Thinking about Bradshaw reminded him about something. She’d been the one who’d interpreted the data from the MSCT that uncovered his name in Michael James’s chest. And his own connection to the case was still unclear. Hilary Swift was involved somehow but Poe was certain she hadn’t recognised him or his name. If she were the Immolation Man’s accomplice, then she hadn’t been read into the wider plan. Gamble still had a detective going through Poe’s background in the slim hope of a name cropping up. So far there’d been nothing.
And Poe doubted the answer was in his past. Up until the Peyton Williams case, he’d been fairly uncontroversial. He’d put some nasty men behind bars, but none of them had been released in the last twelve months. But . . . Poe’s name had been carved into the chest of the third victim. That was an indisputable fact.
Which meant they were still missing something.
Poe looked across at Bradshaw. The printer was spitting out documents but she’d begun to pin some of the early ones to the wall. Automatic Number Plate Recognition, or ANPR, was the largest database of its type in the world. There would be a lot of data to get through.
‘How long do you think you’ll be before you’re finished sorting through all this chaos, Tilly?’ Poe asked, sweeping his arms around to indicate the various piles of documents.
Bradshaw stopped what she was doing.
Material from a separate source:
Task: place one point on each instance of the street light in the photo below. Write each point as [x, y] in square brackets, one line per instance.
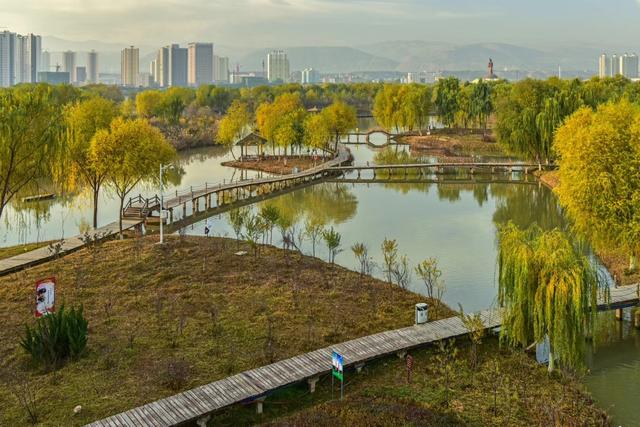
[162, 168]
Poe could almost hear the mental calculations in her head; she didn’t do guesstimates.
‘Four hours, thirty minutes, Poe,’ she said. ‘I think I can have something for us to review by then.’
Poe turned to Flynn, ‘I think we need to consider a different motive, boss.’
‘I’m listening,’ she said.
‘We suspect that the men who deposited the six-figure amounts were paying to kill their victims, yes?’
Flynn nodded.
‘And if that’s the case, then before they died, the boys suffered appallingly.’
She nodded again.
‘Well . . . what if someone found out?’ Poe asked.
‘And they’re seeking some sort of natural justice?’
‘It would fit the ferocity of the killings.’
‘Could one of the boys have survived?’ Flynn asked.
Poe shook his head. ‘If one of them had, the six men would have been far warier than they had been. No, whoever’s doing this was unknown to them. Plus, why wait twenty-six years?’
‘Who then? We’ve identified everyone now.’
‘Have we?’ Poe replied. ‘I know they were in care but those boys had to have had families at some point. What if someone’s latent parental responsibility has woken?’
She didn’t look convinced.
‘Look, we have five hours to kill. We might as well do something.’
‘What do you have in mind?’
‘I think we need to go back to the beginning.’
‘How Carmichael ended up in a salt store? Surely that’s irrelevant now?’
‘No, earlier than that,’ he said. ‘The Seven Pines warrant was made out to us, not Cumbria police, and it’s still valid. I say we go back to Children’s Services and look at the lives of those boys. I want to know why they were at Seven Pines in the first place.’
CHAPTER FORTY-FIVE
‘What do you need?’ Audrey Jackson asked. Flynn and Poe were back at Carlisle Civic Centre. After he’d convinced Flynn that they should take advantage of their warrant, she’d been decisive. It seemed she’d grown tired of being Gamble’s assistant.
‘Background on the boys,’ Flynn replied.
‘And their families,’ Poe added. ‘Plus the staff and the rest of the kids who were in Seven Pines at the same time as they were.’